How do we keep the Customer Journey Maps alive?

When starting off a customer journey initiative, focusing on and using the customer journey map, or service blueprint, is often quite easy. The use of journey maps comes naturally — working on and updating the maps is often part of the project. That is, until the project is closed. But what happens after that, and how do we stay customer focused in our day-to-day business?

To get some advice, we met with Anders Landström, a senior service designer at service design consultancy Antrop. Anders has helped many organizations to improve their customer experience, and is currently working as customer centric organization lead. We asked him about his best advice for keeping the the customer journey maps alive and relevant, to enable teams and organizations to stay on the customer centric track.

Anders says the challenge often arises when regular teams are expected to continuously stay customer centric in their day-to-day activities. Then the focus on the customer journey often begins to fade. A common question is “how can we make sure that the Customer Journey Map or Service Blueprint becomes a shared compass in our organization?

Anders’ best tips for keeping your Journey Maps alive

Make the map relevant and attractive to use

First of all, the customer journey activities in your map must be connected to touchpoints, channels and to the internal processes and activities that teams and people are involved in. According to Anders, one of the most important thing is to make sure that the map is relevant for the people that are supposed to contribute to the changes you strive for. You need to make it attractive for them to work with the map. The more useful information the map contains, the more it will contribute to people’s everyday work. They will then go to the map for information, as well as contribute to the map to create customer value.

Another basic but nevertheless important thing is to continuously educate and inform about the map and its content to make sure that everyone understands the structure and meaning of the map.

Assign ownership and responsibilities for the map

A second advice from Anders is to assign “map-owners”, responsible for updating and managing the content in the map. Depending on the scope, you will also need owners responsible for certain cards, lanes or areas in the map. For instance digital channels (lanes) or the onboarding (phase). To further increase the map’s business relevancy, as well as emphasizing ownership and responsibility, you could also connect cards or areas in the maps to performance metrics. Updated with current figures or KPI:s that are relevant for your organization, the map will then be a relevant key document to use and revisit in meetings, stand-ups or retrospectives.

Share, share, share!

The greater the amount of people who uses the map, updates it and refers to it— the greater the impact.

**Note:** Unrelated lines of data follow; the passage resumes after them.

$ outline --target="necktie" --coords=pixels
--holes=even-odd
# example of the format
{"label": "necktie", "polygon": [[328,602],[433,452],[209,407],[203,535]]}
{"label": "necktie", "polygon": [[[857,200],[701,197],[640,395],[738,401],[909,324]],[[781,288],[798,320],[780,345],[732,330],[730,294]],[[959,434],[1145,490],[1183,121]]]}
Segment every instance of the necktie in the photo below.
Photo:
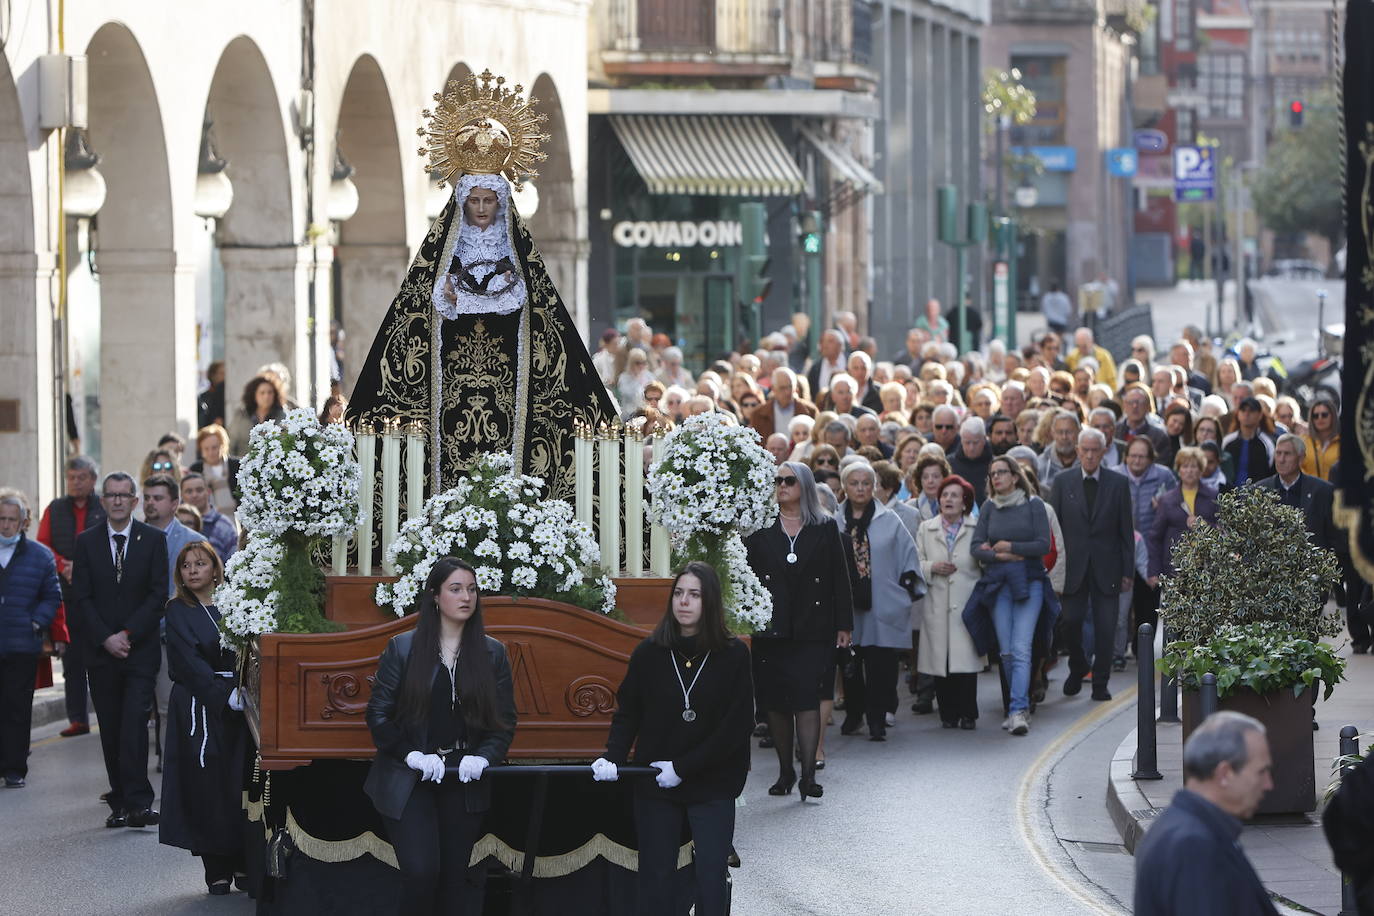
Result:
{"label": "necktie", "polygon": [[124,580],[124,542],[128,539],[128,535],[124,534],[116,534],[114,536],[116,582],[122,582]]}
{"label": "necktie", "polygon": [[1088,515],[1091,517],[1097,513],[1097,478],[1083,478],[1083,495],[1088,500]]}

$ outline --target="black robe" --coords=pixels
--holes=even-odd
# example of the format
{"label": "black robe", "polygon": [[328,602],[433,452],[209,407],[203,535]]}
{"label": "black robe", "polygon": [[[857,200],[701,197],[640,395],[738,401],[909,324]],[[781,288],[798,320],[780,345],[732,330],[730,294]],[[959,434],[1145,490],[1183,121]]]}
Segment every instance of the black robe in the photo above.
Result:
{"label": "black robe", "polygon": [[[206,610],[209,613],[206,613]],[[211,617],[214,620],[211,620]],[[243,854],[243,776],[248,729],[229,708],[237,657],[219,644],[211,605],[167,604],[167,748],[163,755],[158,837],[197,855]],[[193,721],[194,719],[194,721]]]}
{"label": "black robe", "polygon": [[516,473],[543,478],[547,495],[571,499],[574,423],[597,426],[616,413],[529,230],[514,205],[508,209],[525,305],[508,315],[444,319],[435,312],[445,242],[461,225],[450,196],[382,320],[347,422],[361,431],[386,423],[423,427],[431,449],[427,493],[452,487],[481,455],[504,452]]}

By having many collaborators and viewers on a map, you’ll extend the value and lifetime of it. Also, sharing maps and making the customer journeys visible to many, as well as showing the work-in-progress, will build the customer centric mindset and create a shared view of the customer internally. Even those who are not working directly with the maps, should still have access to them and be able to follow. How about publishing the maps on the intranet? Or print them and put them in places where a lot of people can see them?

Make the map part of the workflow

Apart from sharing the maps and invite people to take ownership, updating maps and follow up on activities in them needs to be done on a regular basis. In a customer centric organization, the map should be the thing people refer to when new improvement plans are made. So how do you make the map part of the internal processes? One way is to introduce the customer journey map or service blueprint as part of the teams’ existing workflows. How about making the map part of the weekly or monthly team updates? Or as part of any business reporting routine already in place?

Adapt the map to your organization

There is not a simple answer to the complex question in the beginning of this post. But one thing stands clear from our talk with Anders: To drive a customer centric initiative by using the customer journey map as a shared compass — you need to understand the needs of your organization. And you need to adapt the map to meet and fulfill those needs. By doing so, you’ll keep the map relevant not only from a customer perspective, but also from the organizational perspective. And that’s a really good starting point when driving any kind of change.